A buzzer sounded somewhere, and Murphy’s voice yelled over the feed, “Attack!” Suddenly the ground thundered with the sound of hundreds of heavy feet running through the darkness, all headed for the wall. Then the shouting began.
I looked longingly at the dark and welcoming forest. It would be so easy to slip away and hide. But if I did, my family would be executed. I was as much a prisoner here as I was within NORA’s borders.
The soldiers assigned to me watched me with dark expressions. They seemed to know what I was considering. Had the commander assigned them to me, or me to them?
It didn’t matter right now. I’d promised Treena protection this time. Our superiors had insisted that Treena enter unarmed, as there was no way a real refugee could have obtained a weapon. They obviously weren’t concerned about what would happen to her once her betrayal was discovered.

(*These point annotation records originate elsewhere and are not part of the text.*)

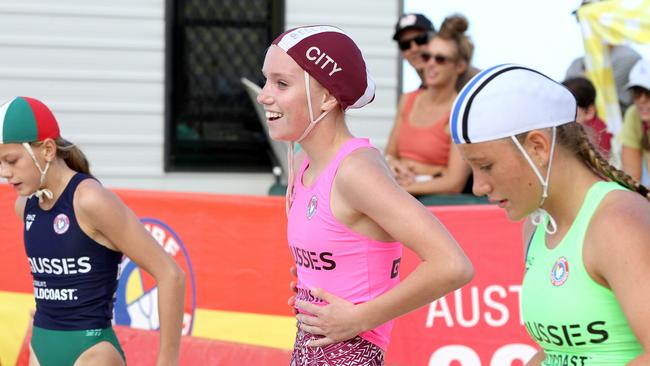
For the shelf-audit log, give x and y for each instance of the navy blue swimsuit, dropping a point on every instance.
(75, 278)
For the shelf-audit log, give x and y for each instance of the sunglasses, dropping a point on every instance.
(420, 40)
(439, 59)
(638, 92)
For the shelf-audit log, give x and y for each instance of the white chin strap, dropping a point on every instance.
(41, 192)
(312, 124)
(537, 217)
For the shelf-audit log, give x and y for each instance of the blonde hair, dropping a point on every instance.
(573, 137)
(453, 29)
(74, 158)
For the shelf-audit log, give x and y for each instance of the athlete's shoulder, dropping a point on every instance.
(90, 195)
(362, 161)
(622, 218)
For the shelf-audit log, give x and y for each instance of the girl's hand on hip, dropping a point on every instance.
(337, 321)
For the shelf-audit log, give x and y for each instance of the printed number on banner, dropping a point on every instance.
(504, 356)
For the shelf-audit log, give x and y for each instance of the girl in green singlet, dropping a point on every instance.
(586, 289)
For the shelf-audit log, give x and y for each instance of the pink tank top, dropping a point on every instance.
(429, 145)
(331, 256)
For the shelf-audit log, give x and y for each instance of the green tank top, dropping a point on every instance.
(574, 319)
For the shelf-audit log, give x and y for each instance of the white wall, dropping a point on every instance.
(100, 66)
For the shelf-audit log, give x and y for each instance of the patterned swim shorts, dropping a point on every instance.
(353, 352)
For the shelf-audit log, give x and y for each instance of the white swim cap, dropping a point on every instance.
(506, 100)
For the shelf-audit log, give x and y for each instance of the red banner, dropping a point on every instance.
(235, 253)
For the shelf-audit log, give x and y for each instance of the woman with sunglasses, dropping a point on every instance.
(419, 149)
(635, 134)
(412, 34)
(586, 287)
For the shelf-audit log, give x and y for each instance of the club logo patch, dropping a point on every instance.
(311, 208)
(61, 224)
(560, 272)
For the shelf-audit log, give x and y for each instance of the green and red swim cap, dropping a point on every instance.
(25, 119)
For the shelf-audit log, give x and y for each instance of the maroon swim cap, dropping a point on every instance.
(332, 58)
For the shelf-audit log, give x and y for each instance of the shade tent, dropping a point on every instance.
(612, 22)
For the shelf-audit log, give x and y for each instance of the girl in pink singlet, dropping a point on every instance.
(347, 216)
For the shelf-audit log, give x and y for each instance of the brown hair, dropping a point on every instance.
(453, 29)
(574, 138)
(74, 158)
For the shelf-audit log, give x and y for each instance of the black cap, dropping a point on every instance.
(414, 20)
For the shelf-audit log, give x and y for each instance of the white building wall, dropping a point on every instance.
(99, 65)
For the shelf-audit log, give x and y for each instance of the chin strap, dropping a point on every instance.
(291, 148)
(41, 193)
(537, 216)
(312, 121)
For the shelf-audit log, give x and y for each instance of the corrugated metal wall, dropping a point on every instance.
(100, 66)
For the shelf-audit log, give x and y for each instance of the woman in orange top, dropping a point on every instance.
(419, 149)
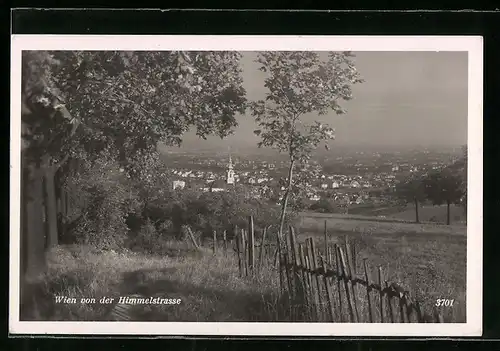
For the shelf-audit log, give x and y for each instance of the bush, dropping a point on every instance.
(102, 201)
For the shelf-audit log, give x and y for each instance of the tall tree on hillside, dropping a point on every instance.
(411, 190)
(300, 84)
(77, 104)
(444, 187)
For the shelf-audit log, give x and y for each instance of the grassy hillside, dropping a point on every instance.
(427, 259)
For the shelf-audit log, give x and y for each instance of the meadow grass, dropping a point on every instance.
(428, 264)
(209, 286)
(425, 259)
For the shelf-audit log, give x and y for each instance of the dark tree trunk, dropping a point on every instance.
(285, 198)
(50, 207)
(34, 228)
(417, 219)
(447, 212)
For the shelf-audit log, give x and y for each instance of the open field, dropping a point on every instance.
(311, 221)
(427, 259)
(427, 213)
(210, 287)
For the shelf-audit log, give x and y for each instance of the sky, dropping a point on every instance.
(408, 99)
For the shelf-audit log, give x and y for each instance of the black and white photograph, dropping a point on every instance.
(281, 185)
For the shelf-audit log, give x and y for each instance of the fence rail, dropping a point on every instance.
(323, 284)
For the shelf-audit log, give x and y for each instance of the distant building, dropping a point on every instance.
(221, 185)
(230, 172)
(355, 184)
(178, 184)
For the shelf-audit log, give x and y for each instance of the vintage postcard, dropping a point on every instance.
(246, 185)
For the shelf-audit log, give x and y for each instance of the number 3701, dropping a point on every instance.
(444, 302)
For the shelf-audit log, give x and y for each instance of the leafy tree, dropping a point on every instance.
(444, 187)
(135, 100)
(299, 84)
(411, 190)
(78, 104)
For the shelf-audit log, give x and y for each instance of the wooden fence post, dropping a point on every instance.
(380, 278)
(329, 296)
(191, 236)
(438, 317)
(214, 242)
(280, 267)
(224, 238)
(245, 250)
(251, 245)
(389, 302)
(420, 317)
(262, 248)
(350, 272)
(368, 289)
(326, 240)
(314, 266)
(313, 280)
(239, 252)
(306, 281)
(343, 266)
(401, 309)
(339, 275)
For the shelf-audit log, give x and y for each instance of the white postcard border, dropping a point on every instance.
(471, 44)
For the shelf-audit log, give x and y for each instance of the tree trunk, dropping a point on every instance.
(447, 212)
(417, 219)
(285, 198)
(50, 207)
(34, 250)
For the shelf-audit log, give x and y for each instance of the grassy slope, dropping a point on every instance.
(428, 259)
(210, 287)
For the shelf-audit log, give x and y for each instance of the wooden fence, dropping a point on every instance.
(323, 284)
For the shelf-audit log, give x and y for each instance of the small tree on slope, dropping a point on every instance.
(299, 84)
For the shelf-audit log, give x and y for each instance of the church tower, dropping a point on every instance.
(230, 172)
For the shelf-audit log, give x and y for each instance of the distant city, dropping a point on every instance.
(347, 177)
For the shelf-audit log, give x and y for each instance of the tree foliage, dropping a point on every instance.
(131, 101)
(444, 187)
(411, 191)
(299, 84)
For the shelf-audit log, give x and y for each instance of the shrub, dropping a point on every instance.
(103, 199)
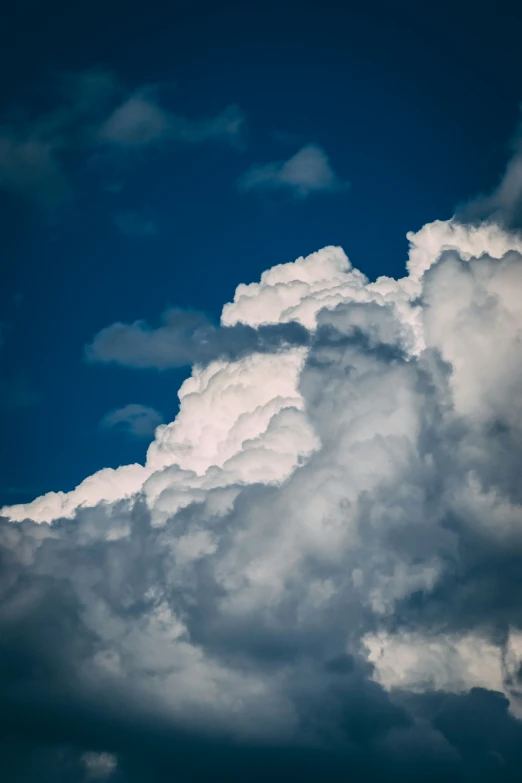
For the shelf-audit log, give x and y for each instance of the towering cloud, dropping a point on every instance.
(317, 571)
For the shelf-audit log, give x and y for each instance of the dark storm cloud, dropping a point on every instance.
(330, 624)
(188, 337)
(62, 721)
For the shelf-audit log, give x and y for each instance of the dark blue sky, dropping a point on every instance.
(414, 103)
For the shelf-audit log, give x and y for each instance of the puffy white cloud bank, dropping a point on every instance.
(324, 549)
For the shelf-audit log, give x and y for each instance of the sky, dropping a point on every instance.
(298, 545)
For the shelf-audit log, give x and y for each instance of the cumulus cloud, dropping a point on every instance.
(92, 112)
(316, 573)
(307, 172)
(139, 421)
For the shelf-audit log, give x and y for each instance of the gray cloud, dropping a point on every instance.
(187, 337)
(305, 173)
(504, 204)
(93, 112)
(139, 421)
(316, 573)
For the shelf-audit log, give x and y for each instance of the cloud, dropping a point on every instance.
(136, 224)
(187, 337)
(504, 204)
(305, 173)
(316, 573)
(93, 112)
(140, 121)
(139, 421)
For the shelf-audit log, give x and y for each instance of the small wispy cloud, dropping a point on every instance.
(138, 421)
(136, 224)
(307, 172)
(94, 113)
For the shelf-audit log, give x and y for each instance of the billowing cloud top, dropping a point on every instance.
(322, 552)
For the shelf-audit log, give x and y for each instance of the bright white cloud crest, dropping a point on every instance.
(301, 492)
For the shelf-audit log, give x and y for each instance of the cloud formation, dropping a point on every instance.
(504, 204)
(307, 172)
(93, 112)
(316, 573)
(188, 337)
(139, 421)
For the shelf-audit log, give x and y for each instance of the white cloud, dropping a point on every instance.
(140, 121)
(355, 498)
(305, 173)
(139, 421)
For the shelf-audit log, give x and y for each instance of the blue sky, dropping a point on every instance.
(414, 106)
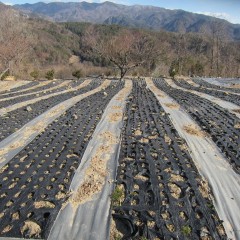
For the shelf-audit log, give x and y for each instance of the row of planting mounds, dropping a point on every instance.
(35, 182)
(221, 125)
(233, 98)
(33, 90)
(159, 193)
(19, 99)
(20, 88)
(206, 84)
(14, 120)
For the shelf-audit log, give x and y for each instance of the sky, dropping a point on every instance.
(226, 9)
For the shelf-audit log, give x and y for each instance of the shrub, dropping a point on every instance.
(77, 74)
(34, 74)
(50, 74)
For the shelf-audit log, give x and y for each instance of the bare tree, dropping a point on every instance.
(125, 50)
(14, 38)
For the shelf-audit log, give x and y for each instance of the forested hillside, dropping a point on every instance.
(42, 45)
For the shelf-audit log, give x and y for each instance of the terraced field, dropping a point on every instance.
(109, 159)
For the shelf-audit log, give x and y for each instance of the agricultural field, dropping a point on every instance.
(109, 159)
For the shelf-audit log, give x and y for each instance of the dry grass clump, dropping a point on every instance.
(237, 125)
(114, 117)
(43, 204)
(172, 105)
(32, 229)
(193, 130)
(236, 110)
(175, 190)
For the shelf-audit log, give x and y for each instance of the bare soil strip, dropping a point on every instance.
(41, 84)
(49, 90)
(8, 85)
(223, 181)
(86, 214)
(26, 103)
(13, 144)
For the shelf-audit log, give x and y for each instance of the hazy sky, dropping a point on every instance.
(227, 9)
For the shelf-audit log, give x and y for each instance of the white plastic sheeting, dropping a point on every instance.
(212, 165)
(90, 220)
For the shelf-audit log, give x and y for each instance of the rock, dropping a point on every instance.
(75, 116)
(28, 108)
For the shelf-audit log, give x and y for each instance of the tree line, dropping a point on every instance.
(119, 49)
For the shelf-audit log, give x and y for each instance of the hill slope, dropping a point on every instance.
(155, 18)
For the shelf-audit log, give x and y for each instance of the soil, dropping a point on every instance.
(191, 129)
(32, 229)
(172, 105)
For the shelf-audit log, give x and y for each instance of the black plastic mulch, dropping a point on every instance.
(35, 182)
(159, 181)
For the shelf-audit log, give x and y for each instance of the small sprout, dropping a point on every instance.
(118, 196)
(186, 230)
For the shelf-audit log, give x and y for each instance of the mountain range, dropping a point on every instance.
(138, 16)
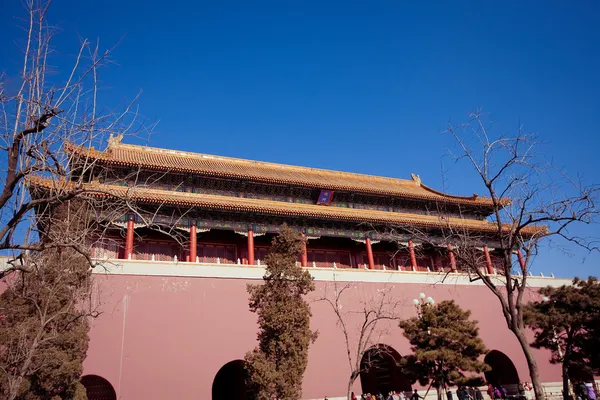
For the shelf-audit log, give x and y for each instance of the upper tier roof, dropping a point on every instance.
(118, 153)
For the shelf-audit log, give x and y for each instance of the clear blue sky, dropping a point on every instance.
(364, 86)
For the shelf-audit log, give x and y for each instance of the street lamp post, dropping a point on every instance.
(546, 300)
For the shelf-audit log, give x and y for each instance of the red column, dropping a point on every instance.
(250, 247)
(304, 259)
(129, 237)
(452, 258)
(370, 254)
(413, 257)
(521, 260)
(488, 260)
(193, 244)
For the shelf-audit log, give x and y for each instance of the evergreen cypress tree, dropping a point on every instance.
(277, 365)
(445, 345)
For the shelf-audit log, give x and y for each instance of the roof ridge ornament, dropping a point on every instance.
(115, 140)
(416, 178)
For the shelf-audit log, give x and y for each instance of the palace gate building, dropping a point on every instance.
(175, 321)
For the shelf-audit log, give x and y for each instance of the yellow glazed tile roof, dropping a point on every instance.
(277, 208)
(177, 161)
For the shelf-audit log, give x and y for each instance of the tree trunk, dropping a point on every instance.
(440, 390)
(349, 389)
(565, 381)
(531, 364)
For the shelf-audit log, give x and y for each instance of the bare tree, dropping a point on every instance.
(52, 210)
(44, 318)
(531, 202)
(40, 115)
(363, 325)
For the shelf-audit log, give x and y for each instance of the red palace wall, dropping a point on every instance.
(166, 337)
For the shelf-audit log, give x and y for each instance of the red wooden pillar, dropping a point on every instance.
(129, 237)
(521, 260)
(193, 244)
(452, 258)
(370, 254)
(250, 247)
(413, 257)
(304, 259)
(488, 260)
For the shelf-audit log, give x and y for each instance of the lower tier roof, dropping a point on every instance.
(277, 208)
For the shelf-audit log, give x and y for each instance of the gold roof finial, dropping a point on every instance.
(114, 140)
(416, 178)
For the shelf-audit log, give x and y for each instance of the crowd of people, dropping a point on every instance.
(393, 395)
(582, 391)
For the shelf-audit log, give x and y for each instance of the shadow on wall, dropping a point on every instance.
(381, 373)
(98, 388)
(230, 382)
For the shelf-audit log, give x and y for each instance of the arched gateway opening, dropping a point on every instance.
(381, 372)
(230, 382)
(503, 371)
(98, 388)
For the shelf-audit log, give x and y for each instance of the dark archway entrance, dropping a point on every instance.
(381, 373)
(503, 371)
(98, 388)
(230, 382)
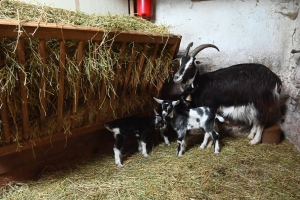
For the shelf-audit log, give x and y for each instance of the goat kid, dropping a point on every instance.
(183, 105)
(127, 127)
(182, 119)
(245, 92)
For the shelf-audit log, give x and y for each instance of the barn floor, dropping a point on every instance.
(240, 171)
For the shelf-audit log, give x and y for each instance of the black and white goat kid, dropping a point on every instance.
(244, 92)
(140, 127)
(182, 119)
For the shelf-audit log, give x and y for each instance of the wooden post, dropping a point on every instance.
(4, 118)
(140, 67)
(79, 56)
(127, 78)
(154, 54)
(43, 55)
(61, 82)
(116, 80)
(21, 60)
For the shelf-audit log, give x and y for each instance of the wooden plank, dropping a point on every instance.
(90, 91)
(42, 107)
(4, 118)
(127, 78)
(131, 7)
(144, 87)
(63, 32)
(24, 100)
(140, 67)
(61, 83)
(4, 112)
(79, 56)
(102, 95)
(116, 79)
(173, 51)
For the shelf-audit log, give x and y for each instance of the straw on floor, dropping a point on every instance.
(239, 171)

“On our way, Treena,” I said into the feed. “Just hold on.”
When we arrived, the wall was much higher than I’d imagined. The gate was still closed, and it buzzed loudly with electricity, causing the soldiers to slow down in confusion. A section of the wall stood open, just large enough to allow one person through at a time. I groaned. This would take forever.
A familiar click sounded above my head, and I froze. A dozen rifle barrels sat atop the wall, and one was aimed right at me.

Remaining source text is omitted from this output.